Una adolescente enviada a cambiar la historia

Tenía catorce años. Viajaba en medio centenar de carruajes acompañada por 130 miembros de su séquito. María Antonieta, hija menor de la emperatriz María Teresa de Austria, cruzaba el Rin rumbo a Francia para convertirse en delfina. En la isla de Épis, frente a Estrasburgo, se alzó un pabellón de madera. Allí la obligaron a despojarse de todo: su ropa, sus libros, sus damas, hasta su idioma.

—Desde ahora no entiendo otro idioma que no sea la lengua francesa —le respondió con cortesía al alcalde de Estrasburgo que había osado saludarla en alemán.

Atrás quedaban Viena y su infancia entre los lujos de la corte imperial. Ahora comenzaba su profunda transformación. Al salir del pabellón, ya no era archiduquesa. Era delfina de Francia.

Él, rústico y ella, una princesa de pies a cabeza

Luis, el delfín, tenía dos años más que ella. La educación católica, conservadora y solitaria que le dieron sus tías lo había vuelto introspectivo, algo torpe y absolutamente ajeno al libertinaje cortesano.

—Tan rústico como si hubiera crecido en el bosque —escribió en 1767 un embajador veneciano.

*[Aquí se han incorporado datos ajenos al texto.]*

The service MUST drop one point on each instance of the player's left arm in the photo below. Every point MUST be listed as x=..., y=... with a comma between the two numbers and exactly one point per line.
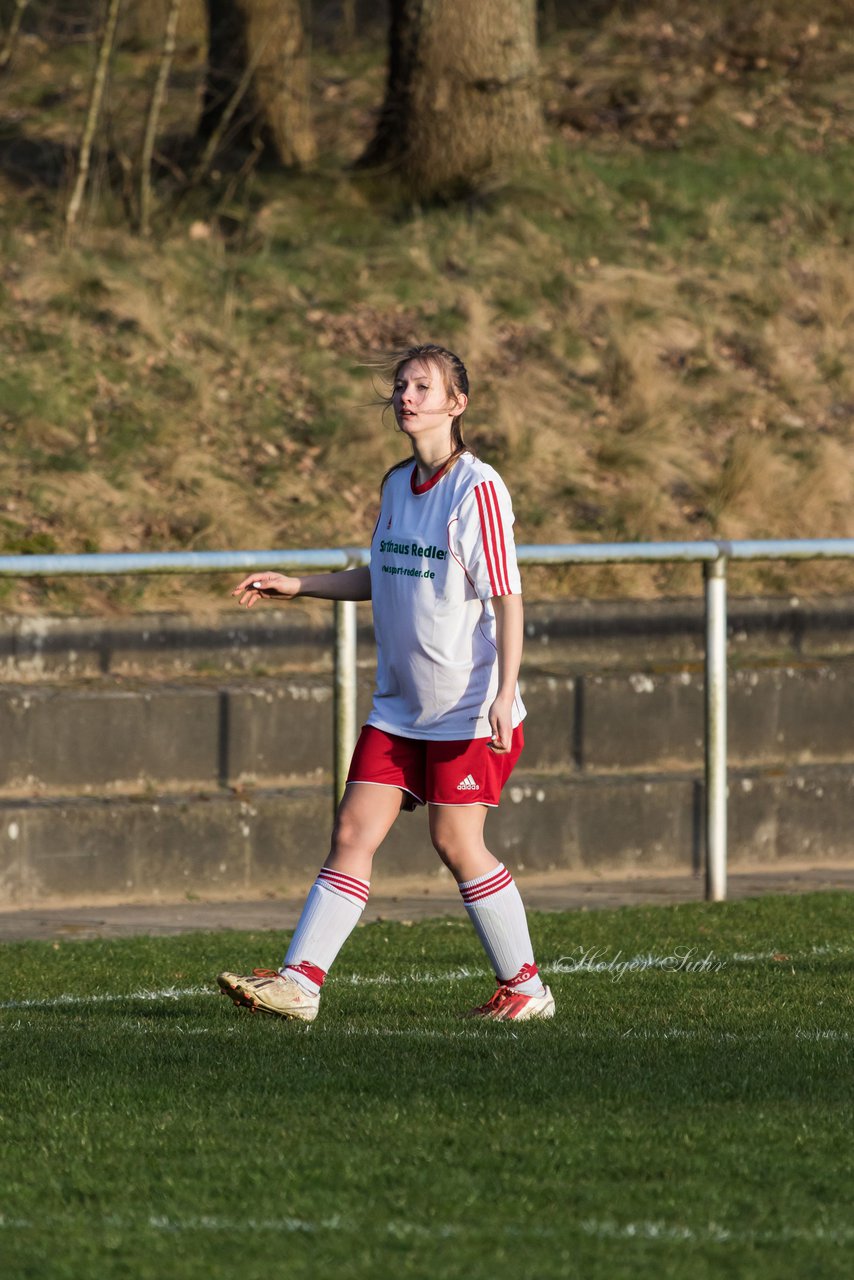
x=508, y=641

Retrato de Luis XIV de Francia, con armadura, obra de Hyacinthe Rigaud, exhibido en el Museo del Prado de Madrid

En cambio ella, alegre y encantadora, aprendía rápido lo que la corte francesa exigía. Sabía tocar el arpa, dominaba el italiano y había recibido un año de clases exprés en Viena para refinar su postura, pronunciación y modales.

El embajador de Francia escribió a Luis XV: “Es una princesa de los pies a la cabeza”.

Maria Antonieta se unió en matrimonio con Luis XIV a los 14 años

La gran boda en Versalles

Era 16 de mayo de 1770. La capilla real de Versalles, elevada sobre un escenario de mármol y luz dorada, se había transformado en el centro simbólico del nuevo siglo. Entre terciopelos, encajes, sedas bordadas con oro y un aroma embriagador a flores frescas, María Antonieta y el delfín de Francia sellaban la unión que pondría fin a tres siglos de enemistad entre los Habsburgo y los Borbones. La tensión diplomática se convertía en alianza. El escenario era perfecto.

La ceremonia fue magnífica. Se ofició en la capilla del palacio de Versalles ante seis mil invitados: nobles, diplomáticos, clérigos y cortesanos, todos vestidos con sus galas más ostentosas, agolpados en la Galería de los Espejos, desde donde pudieron observar el desfile regio de los novios rumbo al altar. En el centro de esa escena se erguía la joven austríaca, vestida como se esperaba de una futura reina de Francia.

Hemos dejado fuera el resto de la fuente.